The Need Of The SaviorRelated Media
The thought of need occurs frequently in our lives—perhaps all too frequently in some cases. It is not surprising, then, that it appears quite often (in several forms) in the Bible. It is found frequently in the Psalms. Thus a psalmist is cited as complaining that he is “poor and needy; may the Lord think of me. You are my help and my deliverer” (Ps. 40:17).1 Another psalmist says, “I am poor and needy; come quickly to me, O God” (Ps. 70:5; cf. Ps. 86:1). A psalmist in desperate need asks the Lord, “How long, O LORD? Will you be angry forever? (Ps. 79:5a) He then goes on to implore the Lord: “Help us, O God, our Savior, for the glory of your name; Deliver us and forgive our sins for your name sake” (Ps. 79:9). Still another suffering psalmist pleads with God:
Rescue me from my enemies, O LORD,
for I hide myself in you.
Teach me to do your will,
for you are my God;
May your good Spirit
lead me on level ground (Ps. 143:9-10).
As Futato remarks, “The psalmist wants deliverance in real time and space.”2 Perhaps more fully, Alexander points out that not only is this “a prayer for external safety” but the psalmist asks that he may experience “spiritual guidance without which such is unattainable”.3
Fortunately, those of us who are in need have access to the great Lord who answers those needy individuals who cry out to him. The needy are not forgotten (cf. Ps. 9:18). For,
He will deliver the needy who cry out,
the afflicted who have no one to help.
He will take pity on the weak and needy
and save the needy from death. (Ps. 72:12-13; cf. Ps. 107:41-43).
Indeed, the Lord hears the cry of the needy (Ps. 69:33) and comes to their aid (Ps. 113:7). Thus David remarks, “I know that the LORD secures justice for the poor and upholds the cause of the needy” (Ps. 140:12; cf. Ps. 12:5). In another Psalm the author, who was in desperate need, called on the name of the Lord for help and found that,
The LORD is gracious and righteous;
our God is full of compassion.
The LORD protects the simple-hearted;
when I was in great need, he saved me.
Be at rest once more, O my soul,
for the LORD has been good to you (Ps. 116:5-7).
As Van Gemeren remarks, “the ‘name’ signifies everything a human needs in life and death, as the Lord has promised to be the God of those who call on him (Joel 2:32) and to deliver his children in their distress.”4
Regardless of their difficulty, those in need can find that they will “not always be forgotten, nor the hope of the afflicted ever perish” (Ps. 9:18).
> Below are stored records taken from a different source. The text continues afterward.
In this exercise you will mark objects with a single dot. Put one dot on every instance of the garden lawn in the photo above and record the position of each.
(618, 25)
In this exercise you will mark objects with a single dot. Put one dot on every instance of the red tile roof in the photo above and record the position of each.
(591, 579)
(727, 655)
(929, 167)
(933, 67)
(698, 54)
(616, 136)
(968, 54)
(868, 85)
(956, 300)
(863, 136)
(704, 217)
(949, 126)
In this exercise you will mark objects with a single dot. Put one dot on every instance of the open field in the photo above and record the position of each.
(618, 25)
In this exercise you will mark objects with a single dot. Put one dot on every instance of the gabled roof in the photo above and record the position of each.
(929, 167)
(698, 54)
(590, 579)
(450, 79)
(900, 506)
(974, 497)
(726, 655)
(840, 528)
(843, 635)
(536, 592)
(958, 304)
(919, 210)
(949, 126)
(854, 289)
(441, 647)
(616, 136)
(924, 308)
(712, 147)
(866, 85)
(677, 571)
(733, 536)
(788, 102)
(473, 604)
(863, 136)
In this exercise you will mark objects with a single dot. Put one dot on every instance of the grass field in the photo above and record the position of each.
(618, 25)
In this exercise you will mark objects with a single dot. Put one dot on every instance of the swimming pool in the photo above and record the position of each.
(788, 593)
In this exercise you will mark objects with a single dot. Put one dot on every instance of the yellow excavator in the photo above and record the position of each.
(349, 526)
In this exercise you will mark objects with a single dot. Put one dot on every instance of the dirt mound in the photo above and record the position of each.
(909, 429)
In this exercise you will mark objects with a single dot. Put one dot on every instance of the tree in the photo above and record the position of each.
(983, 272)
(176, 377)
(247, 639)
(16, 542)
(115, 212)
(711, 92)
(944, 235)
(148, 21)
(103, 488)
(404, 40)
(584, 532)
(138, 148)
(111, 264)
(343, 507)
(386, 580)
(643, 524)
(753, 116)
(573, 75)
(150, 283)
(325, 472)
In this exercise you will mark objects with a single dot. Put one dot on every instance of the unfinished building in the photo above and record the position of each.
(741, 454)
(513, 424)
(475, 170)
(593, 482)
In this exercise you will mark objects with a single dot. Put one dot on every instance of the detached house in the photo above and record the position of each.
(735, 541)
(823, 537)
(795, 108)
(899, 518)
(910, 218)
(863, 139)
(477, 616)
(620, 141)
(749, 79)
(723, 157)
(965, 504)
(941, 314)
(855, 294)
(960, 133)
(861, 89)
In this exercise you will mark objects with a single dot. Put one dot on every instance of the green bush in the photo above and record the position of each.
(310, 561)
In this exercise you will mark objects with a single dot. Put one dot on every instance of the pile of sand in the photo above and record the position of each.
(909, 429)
If the Lord is so gracious and helpful, believers should likewise do their best to follow his example and be available to help those in need. In the New Testament the apostle Paul points out that some believers are especially gifted to contribute, “to the need of others” (Rom. 12:8). This includes what people communicate to others so as to build “others up according to their needs” (Eph. 4:29). Rather than finding fault with others, believers should make it their habit to be helpful and encourage others, especially their fellow believers.
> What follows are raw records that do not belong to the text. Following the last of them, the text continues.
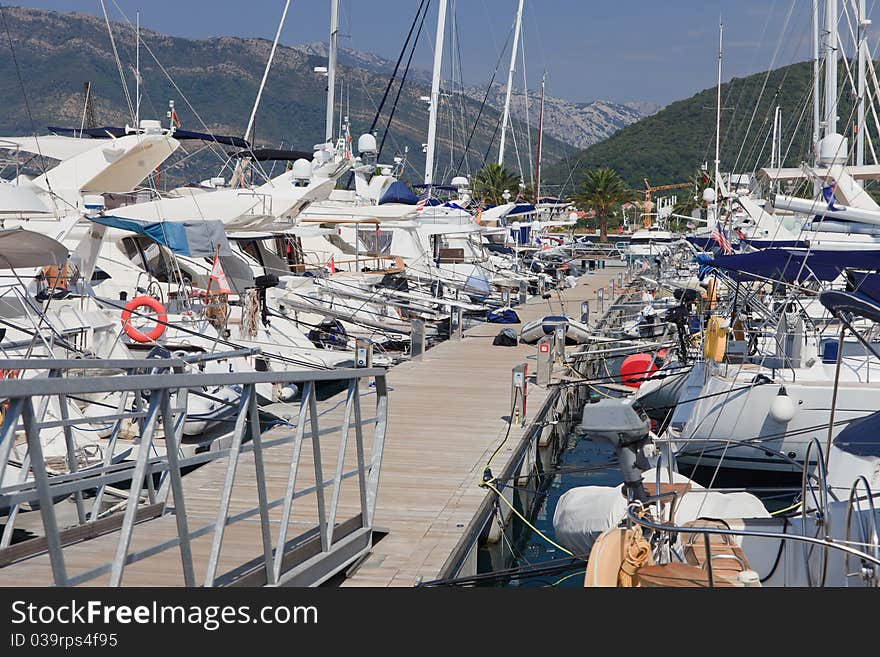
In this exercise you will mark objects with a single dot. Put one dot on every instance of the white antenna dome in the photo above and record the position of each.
(833, 149)
(151, 127)
(93, 204)
(302, 170)
(367, 144)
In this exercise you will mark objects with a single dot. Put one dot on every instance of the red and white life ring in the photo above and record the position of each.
(144, 302)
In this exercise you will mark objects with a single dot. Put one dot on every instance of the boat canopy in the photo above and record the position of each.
(272, 154)
(25, 248)
(107, 131)
(398, 192)
(442, 188)
(793, 265)
(192, 238)
(851, 302)
(859, 437)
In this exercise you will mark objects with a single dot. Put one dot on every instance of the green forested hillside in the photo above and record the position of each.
(216, 83)
(671, 145)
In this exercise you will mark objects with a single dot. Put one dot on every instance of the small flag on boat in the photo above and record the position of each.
(828, 195)
(720, 236)
(218, 275)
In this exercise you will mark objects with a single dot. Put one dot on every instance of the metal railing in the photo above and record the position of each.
(157, 390)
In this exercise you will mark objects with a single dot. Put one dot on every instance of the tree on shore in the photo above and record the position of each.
(605, 192)
(490, 183)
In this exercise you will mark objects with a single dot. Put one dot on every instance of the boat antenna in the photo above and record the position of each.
(331, 66)
(137, 70)
(247, 133)
(718, 124)
(435, 94)
(506, 116)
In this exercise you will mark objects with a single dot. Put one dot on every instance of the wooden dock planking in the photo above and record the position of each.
(446, 415)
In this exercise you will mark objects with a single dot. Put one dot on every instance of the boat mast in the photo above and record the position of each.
(863, 23)
(540, 142)
(331, 66)
(506, 116)
(830, 67)
(435, 94)
(247, 133)
(718, 120)
(137, 70)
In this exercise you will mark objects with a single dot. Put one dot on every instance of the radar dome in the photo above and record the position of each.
(367, 144)
(302, 170)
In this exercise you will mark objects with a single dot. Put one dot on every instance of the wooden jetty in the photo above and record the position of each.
(447, 412)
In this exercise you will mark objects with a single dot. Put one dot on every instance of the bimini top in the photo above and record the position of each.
(107, 131)
(194, 238)
(25, 248)
(861, 437)
(794, 265)
(398, 192)
(851, 302)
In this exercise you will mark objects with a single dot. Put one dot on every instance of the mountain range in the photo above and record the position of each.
(578, 124)
(674, 143)
(214, 83)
All the above passages serve as instructions for the committed believer. Therefore believers should not shrink back at laying their troubles before the Lord so as to seek his advice and leading. So it is that in yet another Psalm David pleads with the Lord, “Out of the goodness of your love, deliver me for I am poor and needy, and my heart is wounded within me” (Ps. 109:22). In so doing, he feels that the Lord is his real help in the midst of his troubles (Ps. 109:30-31).
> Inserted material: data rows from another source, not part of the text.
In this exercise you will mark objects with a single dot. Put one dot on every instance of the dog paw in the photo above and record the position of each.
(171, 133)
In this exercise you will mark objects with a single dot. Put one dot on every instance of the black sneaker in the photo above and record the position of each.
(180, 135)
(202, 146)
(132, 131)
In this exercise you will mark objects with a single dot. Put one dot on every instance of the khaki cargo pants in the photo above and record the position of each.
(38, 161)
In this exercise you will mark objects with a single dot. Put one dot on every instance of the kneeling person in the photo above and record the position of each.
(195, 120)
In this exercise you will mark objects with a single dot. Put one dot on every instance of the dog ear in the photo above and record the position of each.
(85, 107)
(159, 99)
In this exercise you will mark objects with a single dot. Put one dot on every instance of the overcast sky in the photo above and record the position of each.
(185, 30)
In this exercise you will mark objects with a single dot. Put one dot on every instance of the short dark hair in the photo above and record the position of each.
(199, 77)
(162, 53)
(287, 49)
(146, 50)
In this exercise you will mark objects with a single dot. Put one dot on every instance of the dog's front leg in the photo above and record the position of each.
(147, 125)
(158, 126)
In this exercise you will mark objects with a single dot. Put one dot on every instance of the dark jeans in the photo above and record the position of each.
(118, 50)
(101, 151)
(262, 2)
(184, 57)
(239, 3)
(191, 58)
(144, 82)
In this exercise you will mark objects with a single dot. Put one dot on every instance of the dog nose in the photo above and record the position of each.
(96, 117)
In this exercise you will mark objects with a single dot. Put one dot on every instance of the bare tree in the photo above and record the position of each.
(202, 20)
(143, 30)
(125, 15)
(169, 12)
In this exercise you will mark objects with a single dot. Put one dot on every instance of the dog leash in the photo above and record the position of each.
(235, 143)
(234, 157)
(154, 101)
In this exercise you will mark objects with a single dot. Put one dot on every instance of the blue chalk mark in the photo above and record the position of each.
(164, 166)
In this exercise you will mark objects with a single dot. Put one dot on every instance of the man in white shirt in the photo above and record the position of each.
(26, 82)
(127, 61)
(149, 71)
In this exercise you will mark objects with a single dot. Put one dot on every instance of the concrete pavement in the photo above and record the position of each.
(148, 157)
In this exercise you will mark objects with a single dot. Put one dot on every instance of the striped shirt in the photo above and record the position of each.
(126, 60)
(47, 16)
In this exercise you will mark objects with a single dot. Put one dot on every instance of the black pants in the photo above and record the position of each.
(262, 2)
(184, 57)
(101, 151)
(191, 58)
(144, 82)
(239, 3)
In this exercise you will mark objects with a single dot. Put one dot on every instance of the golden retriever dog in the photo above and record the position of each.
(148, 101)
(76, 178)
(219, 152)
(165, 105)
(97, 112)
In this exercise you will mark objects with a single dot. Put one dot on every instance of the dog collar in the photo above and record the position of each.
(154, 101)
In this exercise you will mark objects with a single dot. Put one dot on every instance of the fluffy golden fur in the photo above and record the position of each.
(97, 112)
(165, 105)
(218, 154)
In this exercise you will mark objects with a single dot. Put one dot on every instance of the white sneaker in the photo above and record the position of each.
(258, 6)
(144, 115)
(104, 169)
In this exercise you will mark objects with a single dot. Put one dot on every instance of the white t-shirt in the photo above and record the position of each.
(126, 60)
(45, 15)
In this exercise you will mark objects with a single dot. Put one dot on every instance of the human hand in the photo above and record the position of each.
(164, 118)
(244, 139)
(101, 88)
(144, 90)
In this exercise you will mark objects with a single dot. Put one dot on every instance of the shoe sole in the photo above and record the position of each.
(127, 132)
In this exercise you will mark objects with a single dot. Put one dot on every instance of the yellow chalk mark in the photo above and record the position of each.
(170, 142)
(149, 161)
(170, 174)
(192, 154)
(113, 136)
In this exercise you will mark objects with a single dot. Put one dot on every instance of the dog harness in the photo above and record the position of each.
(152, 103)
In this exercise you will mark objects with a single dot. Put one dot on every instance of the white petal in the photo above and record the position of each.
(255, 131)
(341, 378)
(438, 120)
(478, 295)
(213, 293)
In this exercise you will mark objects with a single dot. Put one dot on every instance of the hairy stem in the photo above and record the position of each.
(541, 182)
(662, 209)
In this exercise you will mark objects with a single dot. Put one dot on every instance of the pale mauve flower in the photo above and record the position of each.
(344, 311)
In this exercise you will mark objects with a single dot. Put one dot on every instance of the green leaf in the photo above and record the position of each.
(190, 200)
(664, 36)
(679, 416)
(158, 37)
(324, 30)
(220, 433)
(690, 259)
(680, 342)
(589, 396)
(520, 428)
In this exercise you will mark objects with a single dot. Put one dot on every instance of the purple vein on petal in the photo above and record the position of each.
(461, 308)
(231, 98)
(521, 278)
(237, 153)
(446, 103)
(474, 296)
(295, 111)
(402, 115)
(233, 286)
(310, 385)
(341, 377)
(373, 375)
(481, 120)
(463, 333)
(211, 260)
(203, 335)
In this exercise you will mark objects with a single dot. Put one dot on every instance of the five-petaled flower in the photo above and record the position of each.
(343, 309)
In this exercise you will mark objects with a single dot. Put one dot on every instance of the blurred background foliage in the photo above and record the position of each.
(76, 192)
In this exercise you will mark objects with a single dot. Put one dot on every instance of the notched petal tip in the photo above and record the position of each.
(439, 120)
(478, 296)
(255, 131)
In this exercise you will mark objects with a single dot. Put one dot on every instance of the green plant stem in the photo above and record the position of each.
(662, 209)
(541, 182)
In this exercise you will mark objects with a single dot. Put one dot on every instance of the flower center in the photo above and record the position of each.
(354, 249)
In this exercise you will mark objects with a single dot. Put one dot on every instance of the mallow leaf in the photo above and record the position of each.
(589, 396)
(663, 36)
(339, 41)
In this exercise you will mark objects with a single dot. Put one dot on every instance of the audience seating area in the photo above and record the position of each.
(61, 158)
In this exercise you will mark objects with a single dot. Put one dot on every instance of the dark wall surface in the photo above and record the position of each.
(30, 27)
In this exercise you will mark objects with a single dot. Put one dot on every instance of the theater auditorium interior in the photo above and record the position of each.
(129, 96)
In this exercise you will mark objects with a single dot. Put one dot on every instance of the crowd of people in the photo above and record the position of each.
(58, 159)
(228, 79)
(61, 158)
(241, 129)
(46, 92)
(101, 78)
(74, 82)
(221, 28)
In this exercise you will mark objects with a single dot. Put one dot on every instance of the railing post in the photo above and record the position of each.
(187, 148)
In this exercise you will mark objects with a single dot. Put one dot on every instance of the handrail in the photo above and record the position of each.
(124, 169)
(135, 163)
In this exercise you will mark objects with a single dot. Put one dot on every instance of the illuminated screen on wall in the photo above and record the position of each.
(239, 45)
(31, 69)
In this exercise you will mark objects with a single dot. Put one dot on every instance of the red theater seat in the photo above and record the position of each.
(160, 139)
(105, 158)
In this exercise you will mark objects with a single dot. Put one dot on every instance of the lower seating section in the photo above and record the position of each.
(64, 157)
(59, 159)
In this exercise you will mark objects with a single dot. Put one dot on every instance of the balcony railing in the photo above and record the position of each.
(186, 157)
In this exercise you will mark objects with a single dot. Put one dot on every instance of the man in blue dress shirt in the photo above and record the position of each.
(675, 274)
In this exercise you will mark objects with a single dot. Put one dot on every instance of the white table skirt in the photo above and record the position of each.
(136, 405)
The book of Proverbs declares, “Blessed is he who is kind to the needy” and “Whoever is kind to the needy honors God” (Pr. 14:21, 31). A grand example of these verses is the “wife of noble character” found in Proverbs 31:10, for she is praised as one who “opens her arms to the poor and extends her hands to the needy” (Pr. 31:20). May all of us have a heart of genuine compassion that seeks to help others, especially in their time of great need.
May we, then, not only follow our privileged position as believers, but go to the Lord and lay our troubles before him praying earnestly for the needs of others. As the hymn writer says:
I need Thee ev’ry hour, most gracious Lord;
No tender voice like Thine can peace afford.
I need Thee ev’ry hour, in joy or pain;
Come quickly and abide, or life is vain.5
1 All scriptures references are from the NIV.
2 Mark D. Futato, “The Book of Psalms,” in Cornerstone Biblical Commentary, ed. Philip W., Comfort, (Carol Stream, Il., Tyndale House, 2009), 7, 423.
3 Joseph A. Alexander, Commentary on Psalms, (Grand Rapids: Kregel, 1991), 558.
4 Willem A. Van Gemeren, “Psalms”, in The Expositor’s Bible Commentary, ed. Frank E. Gaebelein, (Grand Rapids: Zondervan, 1991), 5, 726.